Was dann möglich wird, ist ein Abtauchen in die Tiefe meiner Intentionen und in die Quellen meiner Ermächtigung. Auf dem Grund zeigen sich Gedanken, die deutlich über das hinausweisen, was das routinisierte Denken abverlangt.
In diesem Zustand der Verbindung mit den eigenen Quellen formen sich neue Fragen, die auf das Eigentliche abzielen. Es entfalten sich aber auch Lösungen zu Fragen, mit denen ich schwanger gegangen bin. Beides ist wie ein Spiel der Gedanken, ein Experimentieren und Verwerfen, ein Gewinnen und Verlieren von Gefühls- und Gedankensplittern. Die Tore zur Spielwiese sind offen.
Die (wieder) gefundene Beweglichkeit bereitet mir den Boden für Handlungsabsichten und Konkretisierungen des Neuen. Zunächst noch schemenhaft, dann aber immer konkreter entfalten sich Ansatzpunkte der Verankerung des Erahnten für die künftige Wirksamkeit.
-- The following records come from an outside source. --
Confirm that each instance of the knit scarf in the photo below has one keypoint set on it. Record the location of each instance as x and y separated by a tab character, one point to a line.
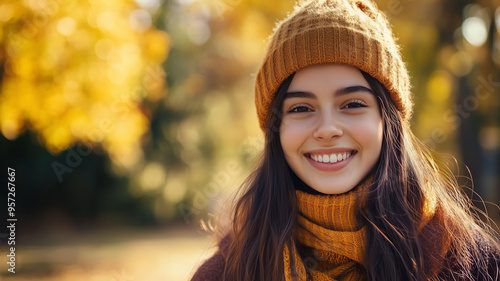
332	239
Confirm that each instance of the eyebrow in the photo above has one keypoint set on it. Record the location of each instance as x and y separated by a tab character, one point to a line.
339	92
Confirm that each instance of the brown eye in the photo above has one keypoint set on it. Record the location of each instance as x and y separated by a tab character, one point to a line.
354	104
299	109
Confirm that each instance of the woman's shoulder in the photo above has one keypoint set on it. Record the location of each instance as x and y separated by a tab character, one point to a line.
213	268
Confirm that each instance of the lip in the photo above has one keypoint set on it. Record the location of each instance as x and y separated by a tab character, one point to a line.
330	167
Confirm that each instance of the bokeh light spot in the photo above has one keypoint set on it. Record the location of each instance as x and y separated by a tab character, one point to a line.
474	31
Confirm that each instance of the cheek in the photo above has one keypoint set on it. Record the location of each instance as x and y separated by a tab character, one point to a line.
370	136
291	136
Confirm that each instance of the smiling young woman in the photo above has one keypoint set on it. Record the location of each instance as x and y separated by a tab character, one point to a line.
331	132
344	190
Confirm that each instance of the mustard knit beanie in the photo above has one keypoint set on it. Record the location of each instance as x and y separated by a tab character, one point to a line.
353	32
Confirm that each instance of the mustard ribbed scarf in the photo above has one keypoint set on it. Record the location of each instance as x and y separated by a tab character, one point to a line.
332	237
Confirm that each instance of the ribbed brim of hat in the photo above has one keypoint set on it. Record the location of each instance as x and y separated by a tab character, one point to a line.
306	39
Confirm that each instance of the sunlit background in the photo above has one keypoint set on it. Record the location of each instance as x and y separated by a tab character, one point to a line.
128	122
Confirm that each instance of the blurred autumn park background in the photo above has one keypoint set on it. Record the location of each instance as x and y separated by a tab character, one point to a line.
127	121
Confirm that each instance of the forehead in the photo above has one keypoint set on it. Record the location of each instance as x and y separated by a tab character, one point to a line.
330	75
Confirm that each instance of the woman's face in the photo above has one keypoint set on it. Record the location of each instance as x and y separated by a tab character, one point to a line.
331	131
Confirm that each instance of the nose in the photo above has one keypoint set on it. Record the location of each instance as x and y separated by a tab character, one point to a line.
327	128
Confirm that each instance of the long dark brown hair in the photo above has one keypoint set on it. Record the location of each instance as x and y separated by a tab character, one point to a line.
266	213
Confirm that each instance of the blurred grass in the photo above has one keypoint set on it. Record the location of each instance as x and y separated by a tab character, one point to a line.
119	255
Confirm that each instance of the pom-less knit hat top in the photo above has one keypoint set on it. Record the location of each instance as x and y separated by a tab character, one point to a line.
353	32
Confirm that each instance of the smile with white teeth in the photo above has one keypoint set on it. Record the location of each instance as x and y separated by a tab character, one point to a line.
330	158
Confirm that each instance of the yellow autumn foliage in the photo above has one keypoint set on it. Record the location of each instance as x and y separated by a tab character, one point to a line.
77	71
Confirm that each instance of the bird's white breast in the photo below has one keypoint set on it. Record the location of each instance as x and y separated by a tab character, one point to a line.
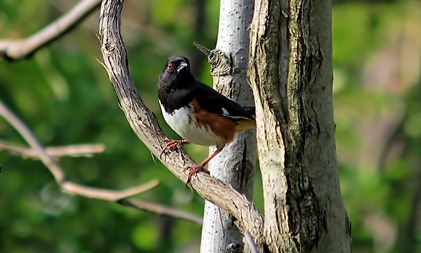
183	122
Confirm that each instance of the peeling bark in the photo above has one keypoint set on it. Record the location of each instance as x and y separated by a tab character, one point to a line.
291	77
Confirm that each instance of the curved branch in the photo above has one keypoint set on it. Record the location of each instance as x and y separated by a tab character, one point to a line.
86	150
146	127
160	209
12	50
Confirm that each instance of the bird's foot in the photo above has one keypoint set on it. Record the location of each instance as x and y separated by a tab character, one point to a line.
193	170
172	144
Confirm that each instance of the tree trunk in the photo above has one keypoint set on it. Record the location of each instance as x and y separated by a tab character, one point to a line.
290	71
235	164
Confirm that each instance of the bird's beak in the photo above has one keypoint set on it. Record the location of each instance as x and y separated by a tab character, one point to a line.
181	66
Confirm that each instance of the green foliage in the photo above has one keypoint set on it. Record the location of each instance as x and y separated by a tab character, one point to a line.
64	96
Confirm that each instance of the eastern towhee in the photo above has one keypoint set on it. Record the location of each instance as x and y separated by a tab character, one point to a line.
196	112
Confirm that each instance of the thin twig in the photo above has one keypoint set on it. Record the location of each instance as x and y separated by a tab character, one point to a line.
86	191
160	209
251	243
57	172
86	150
18	49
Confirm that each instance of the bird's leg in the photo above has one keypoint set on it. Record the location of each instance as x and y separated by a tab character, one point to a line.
200	167
171	144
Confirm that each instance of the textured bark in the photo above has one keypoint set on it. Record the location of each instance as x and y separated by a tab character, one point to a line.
290	72
147	130
235	164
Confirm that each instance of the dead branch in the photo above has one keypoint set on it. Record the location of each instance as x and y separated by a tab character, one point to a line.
86	191
160	209
85	150
57	171
146	127
12	50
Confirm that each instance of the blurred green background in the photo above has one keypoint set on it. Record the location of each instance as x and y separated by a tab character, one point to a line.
64	95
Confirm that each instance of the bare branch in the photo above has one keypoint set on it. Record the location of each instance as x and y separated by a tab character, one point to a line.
86	191
17	49
160	209
57	172
113	196
146	127
86	150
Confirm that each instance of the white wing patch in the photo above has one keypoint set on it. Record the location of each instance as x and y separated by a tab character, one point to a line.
226	113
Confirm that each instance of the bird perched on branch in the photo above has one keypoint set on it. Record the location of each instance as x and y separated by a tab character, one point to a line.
196	112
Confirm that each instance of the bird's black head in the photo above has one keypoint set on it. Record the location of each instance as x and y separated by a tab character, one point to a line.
176	72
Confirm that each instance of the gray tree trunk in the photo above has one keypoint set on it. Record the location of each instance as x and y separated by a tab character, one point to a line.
290	71
235	164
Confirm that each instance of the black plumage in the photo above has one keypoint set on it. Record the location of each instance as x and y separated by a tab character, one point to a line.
198	113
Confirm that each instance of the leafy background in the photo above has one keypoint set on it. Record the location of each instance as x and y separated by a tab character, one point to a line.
64	96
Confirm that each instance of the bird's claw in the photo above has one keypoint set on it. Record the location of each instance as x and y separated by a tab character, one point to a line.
172	144
193	171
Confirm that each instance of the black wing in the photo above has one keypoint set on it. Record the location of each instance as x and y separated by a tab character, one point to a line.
212	101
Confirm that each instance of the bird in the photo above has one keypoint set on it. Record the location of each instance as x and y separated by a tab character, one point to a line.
198	113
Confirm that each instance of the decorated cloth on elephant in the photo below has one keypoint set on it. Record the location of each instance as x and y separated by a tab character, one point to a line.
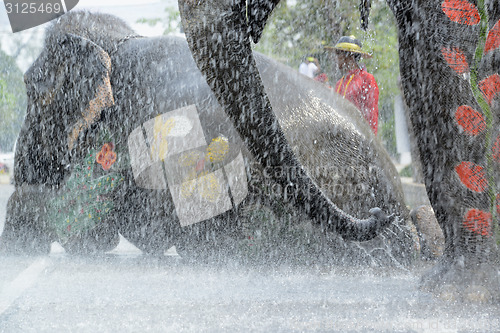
360	88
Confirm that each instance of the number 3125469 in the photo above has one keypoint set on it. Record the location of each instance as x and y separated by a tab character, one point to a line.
33	7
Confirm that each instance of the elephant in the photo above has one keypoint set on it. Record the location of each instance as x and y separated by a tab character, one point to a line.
123	136
449	58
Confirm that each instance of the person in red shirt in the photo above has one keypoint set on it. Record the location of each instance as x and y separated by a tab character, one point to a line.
356	84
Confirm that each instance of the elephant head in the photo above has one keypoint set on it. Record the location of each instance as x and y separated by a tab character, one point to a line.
71	84
218	33
68	86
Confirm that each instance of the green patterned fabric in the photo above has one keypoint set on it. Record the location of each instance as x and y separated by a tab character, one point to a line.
83	201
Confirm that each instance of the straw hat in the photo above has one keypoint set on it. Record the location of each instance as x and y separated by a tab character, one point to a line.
350	44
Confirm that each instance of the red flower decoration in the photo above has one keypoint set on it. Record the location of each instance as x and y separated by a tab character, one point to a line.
478	222
472	176
471	121
106	157
461	11
456	59
493	40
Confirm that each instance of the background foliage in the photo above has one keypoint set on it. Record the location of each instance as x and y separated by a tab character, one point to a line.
305	27
12	101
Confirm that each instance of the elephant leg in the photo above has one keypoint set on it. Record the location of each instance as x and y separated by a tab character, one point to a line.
102	238
25	230
218	35
210	242
452	91
146	219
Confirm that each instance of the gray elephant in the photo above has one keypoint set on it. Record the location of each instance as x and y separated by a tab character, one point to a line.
124	136
449	56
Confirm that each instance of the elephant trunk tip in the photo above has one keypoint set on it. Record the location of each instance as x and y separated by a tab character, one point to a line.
365	230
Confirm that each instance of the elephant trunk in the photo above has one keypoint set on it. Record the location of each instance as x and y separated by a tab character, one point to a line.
219	38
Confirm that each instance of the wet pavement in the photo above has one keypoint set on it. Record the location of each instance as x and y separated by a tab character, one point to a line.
124	291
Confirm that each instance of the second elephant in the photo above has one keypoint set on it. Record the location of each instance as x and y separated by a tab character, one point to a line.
124	136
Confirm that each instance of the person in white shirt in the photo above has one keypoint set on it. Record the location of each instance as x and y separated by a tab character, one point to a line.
309	67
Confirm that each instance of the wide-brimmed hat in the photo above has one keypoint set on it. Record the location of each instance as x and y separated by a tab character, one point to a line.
350	44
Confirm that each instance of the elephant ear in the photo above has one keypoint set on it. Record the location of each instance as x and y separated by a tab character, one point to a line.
73	78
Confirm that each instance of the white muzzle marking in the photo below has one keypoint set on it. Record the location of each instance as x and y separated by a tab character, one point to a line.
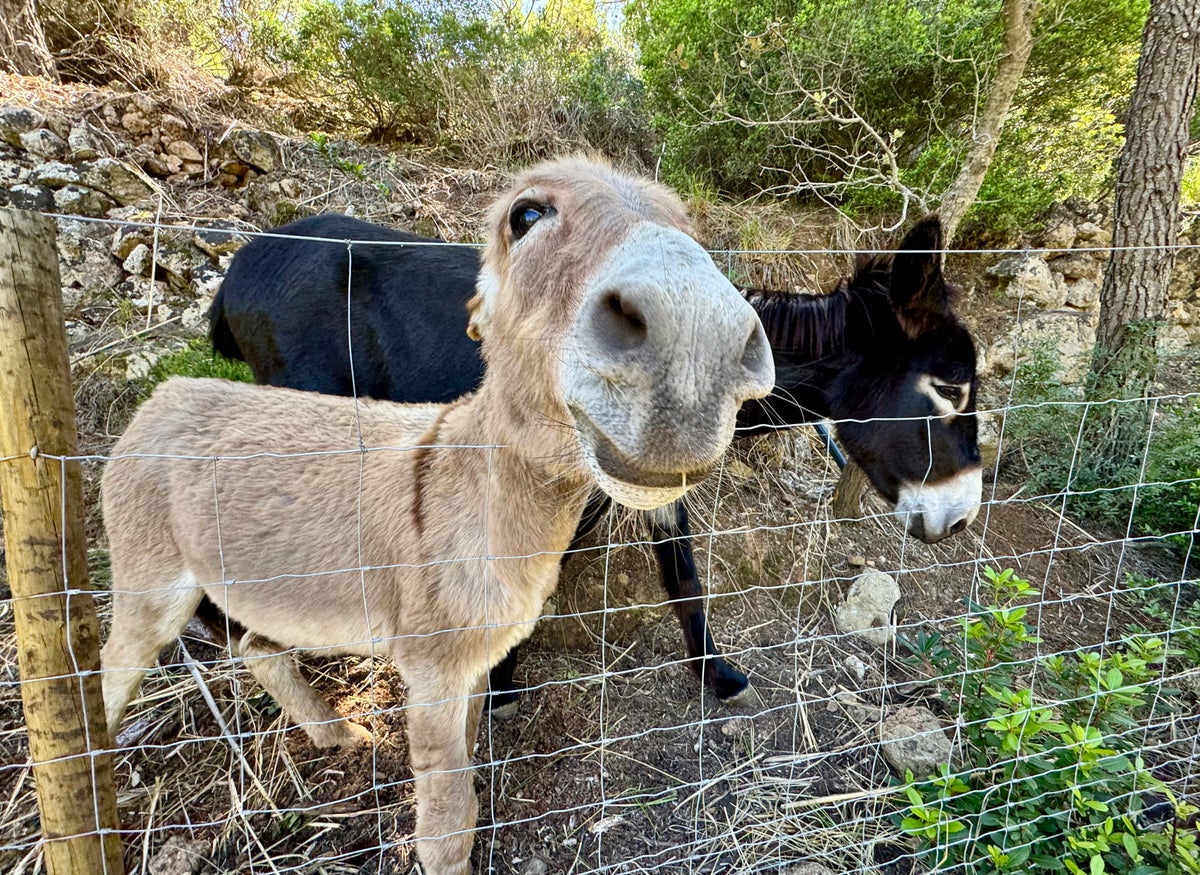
941	505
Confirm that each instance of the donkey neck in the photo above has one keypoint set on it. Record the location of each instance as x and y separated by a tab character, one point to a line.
537	455
808	339
801	325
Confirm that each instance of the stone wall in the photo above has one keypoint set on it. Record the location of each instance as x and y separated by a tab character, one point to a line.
1055	291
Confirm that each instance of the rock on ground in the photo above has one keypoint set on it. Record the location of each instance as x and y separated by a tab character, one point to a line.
867	610
912	739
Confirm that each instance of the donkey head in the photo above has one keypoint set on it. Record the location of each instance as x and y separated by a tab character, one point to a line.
910	370
617	323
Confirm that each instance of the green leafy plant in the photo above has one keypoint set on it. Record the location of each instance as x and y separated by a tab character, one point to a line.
1159	496
197	359
1049	783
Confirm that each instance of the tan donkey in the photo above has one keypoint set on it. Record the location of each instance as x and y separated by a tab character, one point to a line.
617	357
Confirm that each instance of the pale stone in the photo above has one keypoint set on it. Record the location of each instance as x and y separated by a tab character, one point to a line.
912	739
867	610
43	143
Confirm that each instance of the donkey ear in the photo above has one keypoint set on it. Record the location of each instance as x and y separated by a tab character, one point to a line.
481	304
919	294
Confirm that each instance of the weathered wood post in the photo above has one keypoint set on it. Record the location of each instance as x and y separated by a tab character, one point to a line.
58	635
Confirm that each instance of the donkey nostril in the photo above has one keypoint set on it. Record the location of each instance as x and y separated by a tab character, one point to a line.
756	353
619	322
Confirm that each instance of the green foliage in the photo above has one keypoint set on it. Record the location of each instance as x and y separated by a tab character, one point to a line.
1174	607
1161	497
861	102
1045	789
1189	196
465	78
197	359
739	88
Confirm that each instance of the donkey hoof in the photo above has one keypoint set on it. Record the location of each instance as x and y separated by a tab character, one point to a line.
503	707
339	733
730	684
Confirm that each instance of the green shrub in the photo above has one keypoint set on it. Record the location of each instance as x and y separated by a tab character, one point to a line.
197	359
819	99
1159	495
480	84
1044	787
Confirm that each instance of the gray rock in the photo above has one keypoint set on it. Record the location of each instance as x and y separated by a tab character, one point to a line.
139	259
220	238
79	201
127	237
174	265
12	173
1067	334
196	312
83	142
1084	293
1060	233
178	856
535	865
912	739
185	151
18	120
31	197
54	174
256	149
205	280
1026	276
807	869
87	268
867	610
43	143
124	184
1092	234
1075	265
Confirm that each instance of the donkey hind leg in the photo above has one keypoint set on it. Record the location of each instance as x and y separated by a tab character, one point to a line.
276	670
669	527
502	697
447	805
143	624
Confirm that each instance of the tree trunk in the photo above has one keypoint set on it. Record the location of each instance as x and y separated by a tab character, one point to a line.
41	492
1134	294
1018	43
23	48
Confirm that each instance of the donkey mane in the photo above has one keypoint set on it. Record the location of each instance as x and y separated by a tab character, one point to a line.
814	324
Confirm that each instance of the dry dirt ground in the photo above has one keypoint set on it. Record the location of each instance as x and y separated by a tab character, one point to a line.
616	761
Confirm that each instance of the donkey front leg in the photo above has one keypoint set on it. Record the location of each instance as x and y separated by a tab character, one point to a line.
669	527
439	713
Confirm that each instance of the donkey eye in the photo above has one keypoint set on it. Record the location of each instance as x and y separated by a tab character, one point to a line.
523	216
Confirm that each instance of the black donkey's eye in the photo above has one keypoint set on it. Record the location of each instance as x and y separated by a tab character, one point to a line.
523	216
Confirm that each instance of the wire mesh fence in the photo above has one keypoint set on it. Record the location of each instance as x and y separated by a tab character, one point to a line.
1015	697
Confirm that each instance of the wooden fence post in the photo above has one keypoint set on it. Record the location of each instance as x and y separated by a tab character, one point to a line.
58	636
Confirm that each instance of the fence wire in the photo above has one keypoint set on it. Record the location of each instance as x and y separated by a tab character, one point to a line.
1053	720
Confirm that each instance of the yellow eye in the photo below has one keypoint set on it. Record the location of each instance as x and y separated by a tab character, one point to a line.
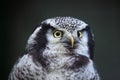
58	34
80	34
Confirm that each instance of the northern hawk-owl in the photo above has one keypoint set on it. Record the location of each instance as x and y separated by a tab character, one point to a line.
61	48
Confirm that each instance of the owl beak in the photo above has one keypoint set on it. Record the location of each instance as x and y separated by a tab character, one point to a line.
72	41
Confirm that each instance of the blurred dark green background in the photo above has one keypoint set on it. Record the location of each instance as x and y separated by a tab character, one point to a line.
19	19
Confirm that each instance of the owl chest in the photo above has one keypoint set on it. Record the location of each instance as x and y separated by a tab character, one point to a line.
65	75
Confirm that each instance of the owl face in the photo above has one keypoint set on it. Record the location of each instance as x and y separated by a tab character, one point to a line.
63	35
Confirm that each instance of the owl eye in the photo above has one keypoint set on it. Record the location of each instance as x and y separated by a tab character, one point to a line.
79	34
58	34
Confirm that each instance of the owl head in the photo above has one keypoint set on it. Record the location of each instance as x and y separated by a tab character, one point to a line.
65	35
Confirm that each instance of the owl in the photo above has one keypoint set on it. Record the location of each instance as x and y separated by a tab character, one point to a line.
61	48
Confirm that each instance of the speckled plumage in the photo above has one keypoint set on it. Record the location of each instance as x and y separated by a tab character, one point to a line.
53	58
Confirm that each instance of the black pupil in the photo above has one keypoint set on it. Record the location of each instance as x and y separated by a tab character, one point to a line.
58	34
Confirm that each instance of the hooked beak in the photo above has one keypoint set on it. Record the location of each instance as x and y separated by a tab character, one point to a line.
72	41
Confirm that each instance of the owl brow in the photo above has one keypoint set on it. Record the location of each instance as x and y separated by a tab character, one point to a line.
85	29
48	26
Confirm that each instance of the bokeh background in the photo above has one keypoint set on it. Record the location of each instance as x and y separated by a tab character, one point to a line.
19	19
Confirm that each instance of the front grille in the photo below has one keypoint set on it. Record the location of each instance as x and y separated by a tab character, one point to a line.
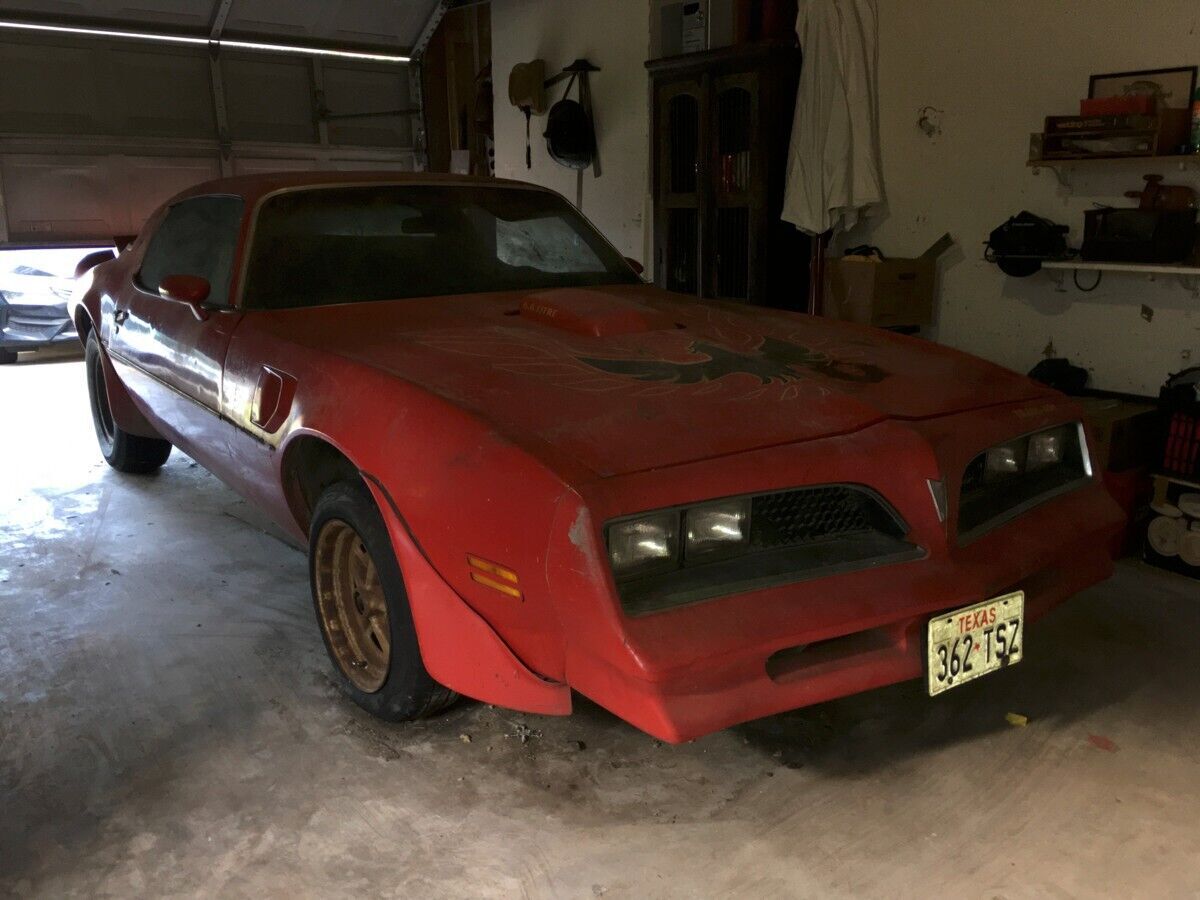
790	517
795	535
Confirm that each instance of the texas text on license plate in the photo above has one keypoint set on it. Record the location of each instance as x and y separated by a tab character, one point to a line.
975	641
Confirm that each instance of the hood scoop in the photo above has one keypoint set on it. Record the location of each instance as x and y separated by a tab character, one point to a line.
592	312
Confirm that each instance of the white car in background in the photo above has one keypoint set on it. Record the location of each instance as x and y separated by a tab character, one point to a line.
35	287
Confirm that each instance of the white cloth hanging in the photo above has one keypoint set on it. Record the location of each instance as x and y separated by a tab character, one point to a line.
833	160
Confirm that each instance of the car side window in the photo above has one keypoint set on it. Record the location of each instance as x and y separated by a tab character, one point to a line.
197	237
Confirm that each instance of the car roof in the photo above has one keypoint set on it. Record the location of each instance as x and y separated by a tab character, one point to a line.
252	187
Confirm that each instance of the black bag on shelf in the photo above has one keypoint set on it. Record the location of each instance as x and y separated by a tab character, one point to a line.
1139	235
1060	375
1024	243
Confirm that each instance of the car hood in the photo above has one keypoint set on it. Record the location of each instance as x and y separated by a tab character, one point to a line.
629	378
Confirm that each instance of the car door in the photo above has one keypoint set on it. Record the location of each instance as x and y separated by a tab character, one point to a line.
172	353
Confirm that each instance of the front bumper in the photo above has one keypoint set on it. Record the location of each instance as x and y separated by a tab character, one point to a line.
859	631
30	328
689	671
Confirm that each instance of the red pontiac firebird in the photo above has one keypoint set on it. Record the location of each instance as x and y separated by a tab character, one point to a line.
521	472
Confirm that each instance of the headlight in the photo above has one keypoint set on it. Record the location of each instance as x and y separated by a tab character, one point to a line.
688	553
1007	479
717	527
1005	460
645	545
1047	448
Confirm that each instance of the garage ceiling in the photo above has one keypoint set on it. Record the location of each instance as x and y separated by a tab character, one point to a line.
388	25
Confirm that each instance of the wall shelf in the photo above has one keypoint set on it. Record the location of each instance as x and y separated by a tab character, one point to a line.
1062	169
1188	275
1135	268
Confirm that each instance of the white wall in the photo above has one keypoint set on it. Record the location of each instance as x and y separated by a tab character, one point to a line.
615	36
995	70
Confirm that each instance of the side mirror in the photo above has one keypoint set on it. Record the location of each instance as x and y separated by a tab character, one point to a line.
190	289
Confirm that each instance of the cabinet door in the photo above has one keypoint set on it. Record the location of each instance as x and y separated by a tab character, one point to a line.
737	187
682	191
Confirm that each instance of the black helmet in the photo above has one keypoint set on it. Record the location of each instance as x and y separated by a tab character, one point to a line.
569	137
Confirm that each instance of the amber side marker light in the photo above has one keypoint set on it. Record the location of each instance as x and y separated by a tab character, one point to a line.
495	576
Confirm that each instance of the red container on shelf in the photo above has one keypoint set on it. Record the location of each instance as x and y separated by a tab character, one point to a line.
1125	105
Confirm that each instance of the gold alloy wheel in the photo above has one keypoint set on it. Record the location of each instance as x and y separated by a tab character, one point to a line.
103	412
352	605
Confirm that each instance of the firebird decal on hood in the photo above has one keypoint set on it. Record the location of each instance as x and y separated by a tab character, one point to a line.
773	360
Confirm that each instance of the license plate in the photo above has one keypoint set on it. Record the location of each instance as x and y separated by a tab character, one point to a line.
975	641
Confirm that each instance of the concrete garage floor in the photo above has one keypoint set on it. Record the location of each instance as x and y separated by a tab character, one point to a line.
168	726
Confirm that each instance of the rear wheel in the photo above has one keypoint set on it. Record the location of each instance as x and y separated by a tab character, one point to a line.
124	451
363	609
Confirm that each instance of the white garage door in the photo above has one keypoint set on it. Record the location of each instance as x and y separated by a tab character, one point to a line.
96	132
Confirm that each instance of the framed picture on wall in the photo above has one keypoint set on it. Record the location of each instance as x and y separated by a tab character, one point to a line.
1173	88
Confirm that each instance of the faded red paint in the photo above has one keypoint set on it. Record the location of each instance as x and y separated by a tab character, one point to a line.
513	425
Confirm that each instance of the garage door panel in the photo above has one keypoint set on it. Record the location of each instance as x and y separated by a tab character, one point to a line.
367	89
162	94
259	167
82	197
69	197
49	89
192	15
153	180
269	99
377	23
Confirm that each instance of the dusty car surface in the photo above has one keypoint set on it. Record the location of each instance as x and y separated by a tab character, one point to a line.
521	472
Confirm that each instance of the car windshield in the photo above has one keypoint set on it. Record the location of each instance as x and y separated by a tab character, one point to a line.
341	245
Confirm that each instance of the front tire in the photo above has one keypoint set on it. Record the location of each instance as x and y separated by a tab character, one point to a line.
125	453
363	609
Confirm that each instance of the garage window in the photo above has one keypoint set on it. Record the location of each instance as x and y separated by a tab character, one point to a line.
198	237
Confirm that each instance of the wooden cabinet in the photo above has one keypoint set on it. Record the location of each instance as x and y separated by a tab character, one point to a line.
721	126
Klar, die Einsichten aus dem Spielraum sind nicht die ganze Lebenswirklichkeit. Aber sie erweisen sich immer wieder als Anker und innere Ressource, wenn es wieder mal hektisch, unübersichtlich, überfordernd oder erschöpfend wird. Es ist die innere Überzeugung, auf dem richtigen Weg zu sein und als letzte Instanz über sich selbst zu bestimmen, die dem Wert der Erfahrungen aus dem Spielraum Wirksamkeit verleiht.